Here’s the thing: having a AAA baseball team will not turn Worcester into an amazing destination. By a lot of metrics, Worcester is doing better than Providence. But all the genuine success in the world has not turned them into Providence. People still think of Worcester as a terrible, post-industrial wasteland. Good city to drive through, but why would you go there if you didn’t have to? Providence has far more prestige. The Creative Capital branding campaign is good (orange P aside) because it succinctly says what we are. South of Boston, Providence is perceived as the region’s largest cultural center – arguably, Providence is New England’s second city. Having the PawSox is irrelevant to Providence’s place in the world. Having the PawSox doesn’t enhance Pawtucket’s perception (I’d argue they should put more resources into solidifying themselves as the craft-brewing capital of Rhode Island). And it won’t make a dent in Worcester’s position as New England’s armpit.
I understand Rhode Island is a bit of an emotional rut right now, because our state is still reeling from the fallout of the Great Recession and we’re unsure of our place in the world. But it’s exactly these kinds of shortsighted, insidery, nostalgic deals that have led us to the situation. Our inability to think ahead (and some Rhode Islanders actively resist any sort of long-term, strategic thinking) has led us to this situation. Our penchant for big flashy attempts to jumpstart our economy is exactly what got us into the 38 Studios mess, and why you see such a public backlash against this.

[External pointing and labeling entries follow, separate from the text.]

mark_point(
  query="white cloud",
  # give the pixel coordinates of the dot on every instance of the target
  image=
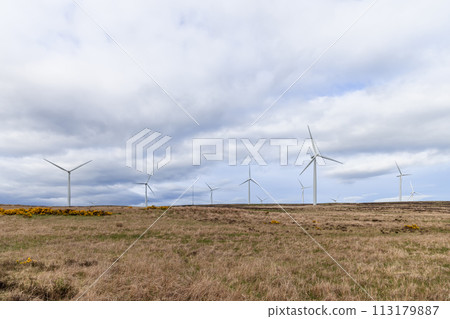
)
(69, 93)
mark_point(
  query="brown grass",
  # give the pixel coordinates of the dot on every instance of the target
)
(231, 253)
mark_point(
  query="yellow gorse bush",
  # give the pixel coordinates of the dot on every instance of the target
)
(39, 211)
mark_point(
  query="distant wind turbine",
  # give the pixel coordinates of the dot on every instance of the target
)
(303, 190)
(413, 192)
(68, 180)
(146, 186)
(211, 189)
(261, 199)
(335, 200)
(314, 160)
(400, 176)
(249, 180)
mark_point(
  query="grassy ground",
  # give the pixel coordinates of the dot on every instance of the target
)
(231, 253)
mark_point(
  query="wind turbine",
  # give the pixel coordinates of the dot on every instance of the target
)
(400, 176)
(261, 199)
(68, 173)
(146, 186)
(335, 199)
(413, 192)
(249, 180)
(211, 189)
(303, 190)
(314, 160)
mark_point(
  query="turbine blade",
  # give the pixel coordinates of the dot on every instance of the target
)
(56, 165)
(330, 159)
(312, 141)
(252, 180)
(244, 182)
(80, 166)
(313, 159)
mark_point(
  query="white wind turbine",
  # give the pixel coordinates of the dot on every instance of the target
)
(211, 189)
(146, 186)
(335, 200)
(303, 190)
(400, 176)
(413, 192)
(249, 180)
(68, 179)
(314, 160)
(261, 199)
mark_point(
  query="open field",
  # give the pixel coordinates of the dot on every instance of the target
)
(231, 253)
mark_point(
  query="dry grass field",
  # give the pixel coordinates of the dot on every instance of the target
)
(231, 253)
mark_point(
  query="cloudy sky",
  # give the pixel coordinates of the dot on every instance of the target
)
(78, 79)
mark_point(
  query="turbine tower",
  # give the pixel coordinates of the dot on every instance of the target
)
(261, 199)
(303, 190)
(249, 180)
(68, 173)
(146, 186)
(400, 176)
(413, 192)
(211, 189)
(314, 160)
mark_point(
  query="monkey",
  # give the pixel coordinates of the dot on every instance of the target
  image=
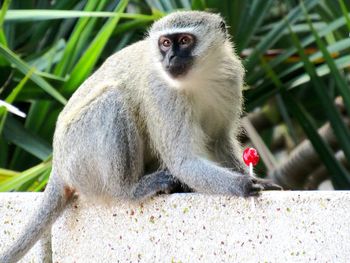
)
(161, 112)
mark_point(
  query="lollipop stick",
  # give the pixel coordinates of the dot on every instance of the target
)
(251, 169)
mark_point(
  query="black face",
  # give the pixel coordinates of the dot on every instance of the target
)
(176, 50)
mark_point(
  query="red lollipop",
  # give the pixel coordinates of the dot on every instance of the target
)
(251, 158)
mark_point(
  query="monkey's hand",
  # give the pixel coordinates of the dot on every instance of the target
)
(252, 186)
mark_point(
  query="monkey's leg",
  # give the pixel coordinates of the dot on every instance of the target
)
(157, 182)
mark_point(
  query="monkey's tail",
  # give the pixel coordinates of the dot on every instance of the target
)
(56, 197)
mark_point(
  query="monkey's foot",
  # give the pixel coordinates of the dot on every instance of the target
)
(252, 186)
(155, 183)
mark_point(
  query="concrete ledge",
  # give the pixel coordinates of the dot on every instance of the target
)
(276, 227)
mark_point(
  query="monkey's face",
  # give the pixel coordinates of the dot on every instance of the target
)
(177, 53)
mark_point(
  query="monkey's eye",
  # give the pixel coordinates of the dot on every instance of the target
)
(165, 42)
(185, 40)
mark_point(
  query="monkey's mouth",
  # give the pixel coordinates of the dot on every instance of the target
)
(178, 67)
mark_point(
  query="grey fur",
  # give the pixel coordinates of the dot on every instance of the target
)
(130, 116)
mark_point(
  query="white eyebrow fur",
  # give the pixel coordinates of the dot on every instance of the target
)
(170, 31)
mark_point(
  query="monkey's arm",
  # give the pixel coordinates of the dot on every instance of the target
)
(180, 143)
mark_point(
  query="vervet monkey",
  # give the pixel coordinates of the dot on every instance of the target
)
(170, 105)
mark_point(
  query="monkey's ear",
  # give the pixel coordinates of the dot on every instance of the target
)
(223, 27)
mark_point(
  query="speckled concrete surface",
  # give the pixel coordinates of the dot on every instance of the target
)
(276, 227)
(15, 211)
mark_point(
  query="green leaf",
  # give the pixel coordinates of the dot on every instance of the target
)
(340, 177)
(86, 63)
(17, 134)
(25, 68)
(275, 34)
(334, 25)
(345, 13)
(24, 177)
(320, 90)
(340, 81)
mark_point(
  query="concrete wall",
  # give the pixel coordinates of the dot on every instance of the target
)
(276, 227)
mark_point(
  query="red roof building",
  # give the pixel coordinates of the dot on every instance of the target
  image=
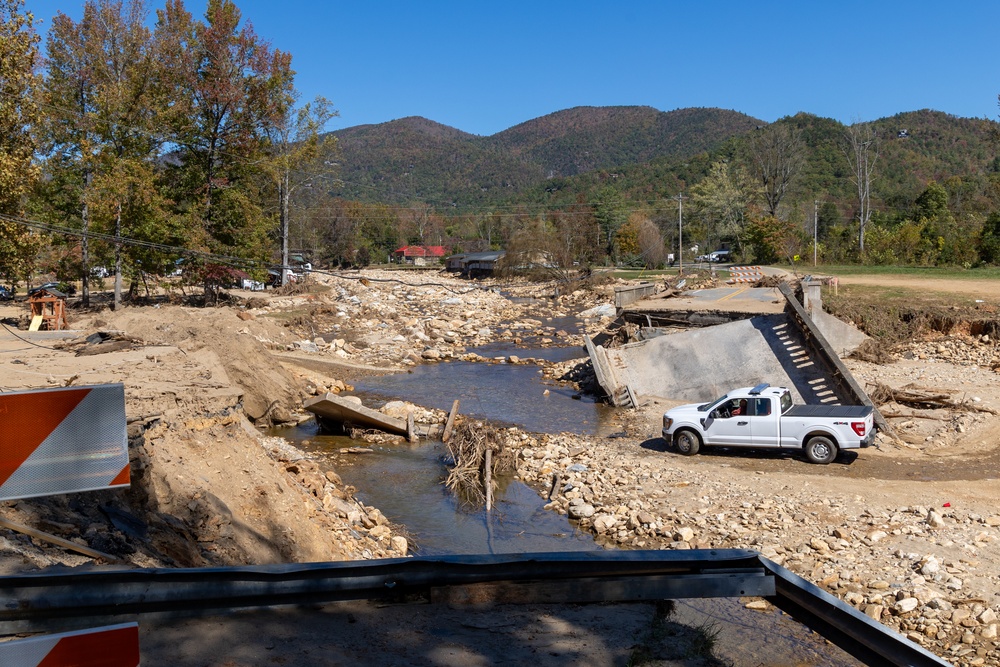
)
(410, 253)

We are ignoring that successful economies are not built on flash, they are built on hard work. If this deal is made by the General Assembly this session, there will be no way they could have put in the hard work required to assess it. It will be a glaring piece of evidence that Rhode Island’s government can be used as a wealth extraction tool for the rich, powerful, and well-connected.
God save Rhode Island from the Red Sox organization and their affiliates.